Trafficking in persons, the primary objective of which is to gain profit through the exploitation of human beings, is prohibited by the Protocol to Prevent, Suppress and Punish Trafficking in Persons, Especially Women and Children; it is also criminalized in the national legislation of a growing number of States. Trafficking is a severe violation of the human rights of its victims. It is often conducted across borders, sometimes over great distances, although certain countries have a significant problem of in-country human trafficking.
The Protocol against the Smuggling of Migrants by Land, Sea and Air criminalizes the facilitation of illegal entry, or enabling the stay of people who are not nationals or permanent residents of a State for the purposes of obtaining a financial or other benefit; it therefore targets the criminals who smuggle migrants and not the migrants themselves. The smugglers may provide different kinds of assistance for financial or material benefit, ranging from forged documents to transportation, and show variation in their level of organization. As destination countries have increased control over their borders to prevent irregular migration, and in many regions of the world also in the context of a lack of adequate legal channels for entry, more people, including refugees and others in need of international protection turn to organized criminal groups in order to arrange their travel and entry. Official counter-smuggling measures may themselves expose migrants to human rights violations, by State and non-State actors. Smuggled migrants are frequently abused or exposed to dangerous and even life-threatening conditions. It is estimated that there are 50 million migrants without the necessary documentation in the world today and that a significant portion of these persons paid for help in crossing borders illegally. The profits generated by people smuggling fuel corruption and strengthen organized crime.
There are a number of legal and practical interlinkages between human trafficking and the smuggling of migrants. Trafficked persons are often smuggled across borders and smuggled migrants are particularly vulnerable to being trafficked given their precarious situation. It can be difficult to determine whether a person is being smuggled or trafficked. Practitioners need to be aware of the distinct features of both crimes. Responses to both should include prevention; prosecution; and the protection of trafficking victims and the human rights of smuggled migrants.
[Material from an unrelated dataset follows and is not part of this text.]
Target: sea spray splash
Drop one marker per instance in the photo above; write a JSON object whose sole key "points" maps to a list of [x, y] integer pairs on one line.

Smuggled and/or trafficked persons can be in need of international protection and qualify for refugee status. For people who are forced to flee resorting to human traffickers or smugglers may be the only possibility to reach safety. Refugees may also become a target of human trafficking if they live in precarious situations in their country of asylum. In addition, given that severe forms of exploitation and abuse are inherent in the trafficking experience, the victim may not be able to return home without serious risks. Trafficking may give rise to a well-founded fear of persecution and a claim for refugee protection. It is therefore important in such cases that trafficked and smuggled persons are referred to the asylum procedure where such claims can be properly assessed and addressed.
Given the seriousness of the threats that these crimes represent to individuals and to communities, the international community has responded, seeking to prevent and combat human trafficking and migrant smuggling. Much has been done and many lessons can now be learned as to what progress has been made, what has been effective and what areas continue to pose challenges.
 UNDP, Human Development Report 2009; Overcoming Barriers: Human Mobility and Development, New York, 2009; UNODC, The Globalization of Crime: A Transnational Organized Crime Threat Assessment, Vienna, 2010.